The Department of Health and Social Care has announced that every baby born in England will be screened for spinal muscular atrophy (SMA) starting in October 2026, three months earlier than originally planned. The rollout will continue through 2027 until all newborn screening laboratories across the UK offer the test.
What Is Spinal Muscular Atrophy?
SMA is a rare genetic condition that causes muscle weakness and wasting. In severe cases, it can affect breathing and swallowing. Early diagnosis through newborn screening allows for timely treatment, which can significantly improve outcomes for affected children.
How the Screening Works
The screening involves a simple heel prick test to collect a small blood sample from the baby shortly after birth. This is already used to screen for other conditions.
Support from Charities and Campaigners
Giles Lomax, chief executive of Spinal Muscular Atrophy UK, said: “This is a hugely important step forward. When newborn screening for SMA begins later this year in October, thousands of babies will benefit from earlier diagnosis and access to life-changing treatment.”
Andy Fletcher, chief executive of Muscular Dystrophy UK, added: “The decision to introduce newborn screening for SMA across England is a landmark moment for the SMA community and the many partners who have spent years working to make it a reality.”

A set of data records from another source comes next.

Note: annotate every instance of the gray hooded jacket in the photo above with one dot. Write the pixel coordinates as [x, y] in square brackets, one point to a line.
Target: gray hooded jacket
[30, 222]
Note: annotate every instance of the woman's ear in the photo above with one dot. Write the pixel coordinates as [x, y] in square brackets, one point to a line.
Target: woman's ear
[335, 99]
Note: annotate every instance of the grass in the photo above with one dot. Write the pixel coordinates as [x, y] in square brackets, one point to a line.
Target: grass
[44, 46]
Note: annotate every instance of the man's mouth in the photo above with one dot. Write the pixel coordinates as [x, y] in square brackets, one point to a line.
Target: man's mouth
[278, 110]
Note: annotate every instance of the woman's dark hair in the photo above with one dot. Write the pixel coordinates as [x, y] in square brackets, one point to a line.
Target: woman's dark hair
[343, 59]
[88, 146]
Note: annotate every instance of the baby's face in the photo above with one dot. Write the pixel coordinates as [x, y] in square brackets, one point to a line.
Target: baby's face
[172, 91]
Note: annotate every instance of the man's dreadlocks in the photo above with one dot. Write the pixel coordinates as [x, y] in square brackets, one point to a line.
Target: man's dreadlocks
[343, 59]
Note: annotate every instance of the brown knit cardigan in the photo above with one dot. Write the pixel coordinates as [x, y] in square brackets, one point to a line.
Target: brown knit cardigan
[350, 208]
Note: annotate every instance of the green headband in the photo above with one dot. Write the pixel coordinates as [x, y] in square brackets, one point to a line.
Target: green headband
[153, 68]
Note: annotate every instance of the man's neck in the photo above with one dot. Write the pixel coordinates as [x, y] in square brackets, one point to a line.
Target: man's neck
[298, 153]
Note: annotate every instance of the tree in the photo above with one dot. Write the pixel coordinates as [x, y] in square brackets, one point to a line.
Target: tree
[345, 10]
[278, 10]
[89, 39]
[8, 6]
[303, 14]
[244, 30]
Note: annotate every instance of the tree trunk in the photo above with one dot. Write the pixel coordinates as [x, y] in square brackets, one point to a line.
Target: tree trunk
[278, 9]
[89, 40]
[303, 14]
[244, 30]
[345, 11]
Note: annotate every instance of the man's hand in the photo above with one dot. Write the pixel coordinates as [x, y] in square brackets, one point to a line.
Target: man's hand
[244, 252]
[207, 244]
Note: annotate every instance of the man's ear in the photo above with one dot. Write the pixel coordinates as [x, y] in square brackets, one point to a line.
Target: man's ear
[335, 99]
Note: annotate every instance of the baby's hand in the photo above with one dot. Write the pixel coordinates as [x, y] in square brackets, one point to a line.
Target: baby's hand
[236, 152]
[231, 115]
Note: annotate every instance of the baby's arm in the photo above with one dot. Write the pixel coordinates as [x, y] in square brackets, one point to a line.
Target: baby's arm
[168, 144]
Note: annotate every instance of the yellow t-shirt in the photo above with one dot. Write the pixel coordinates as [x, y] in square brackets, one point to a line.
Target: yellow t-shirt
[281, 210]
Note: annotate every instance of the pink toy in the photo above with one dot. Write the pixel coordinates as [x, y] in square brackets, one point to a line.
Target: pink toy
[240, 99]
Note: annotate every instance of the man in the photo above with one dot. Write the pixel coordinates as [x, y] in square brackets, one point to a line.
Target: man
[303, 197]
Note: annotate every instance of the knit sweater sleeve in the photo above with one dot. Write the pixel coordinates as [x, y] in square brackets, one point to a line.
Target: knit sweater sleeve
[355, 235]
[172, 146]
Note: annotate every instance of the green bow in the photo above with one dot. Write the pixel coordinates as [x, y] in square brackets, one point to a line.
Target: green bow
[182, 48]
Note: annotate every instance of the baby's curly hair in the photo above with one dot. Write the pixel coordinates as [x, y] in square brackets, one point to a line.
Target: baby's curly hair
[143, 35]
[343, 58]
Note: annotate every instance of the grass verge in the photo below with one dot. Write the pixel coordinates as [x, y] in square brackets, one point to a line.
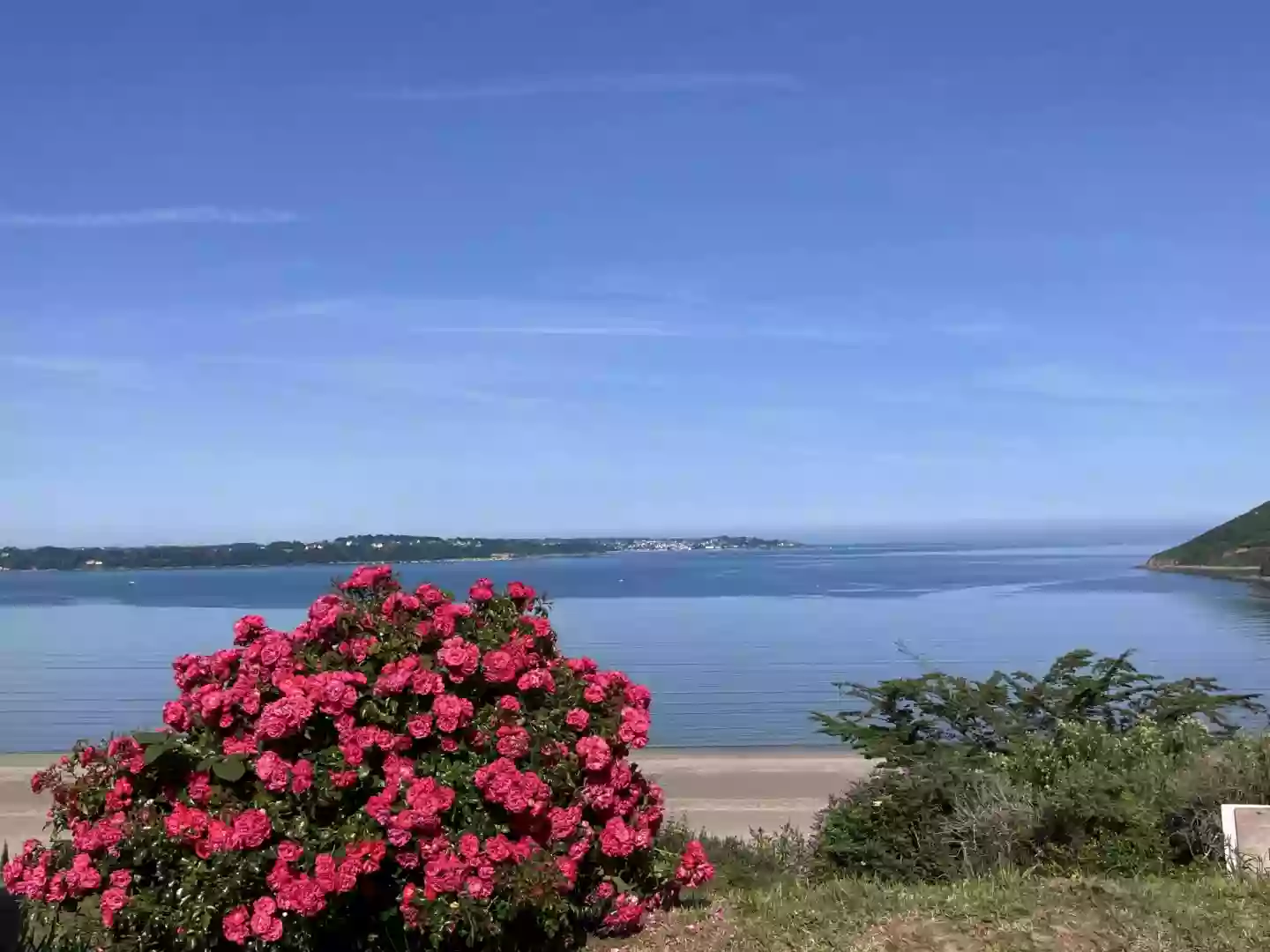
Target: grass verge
[1002, 913]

Little Mix singer Jesy Nelson, whose twin daughters have SMA, campaigned for universal screening. She said: “After years of campaigning, it means so much to see the heel-prick test for SMA begin rolling out from October, with implementation continuing throughout 2027 until every newborn screening laboratory across the UK is offering the test. Today is a day of hope. This is a victory for every family affected by SMA. While it can’t change the future of our children, I know it marks the beginning of a brighter future for future SMA families.”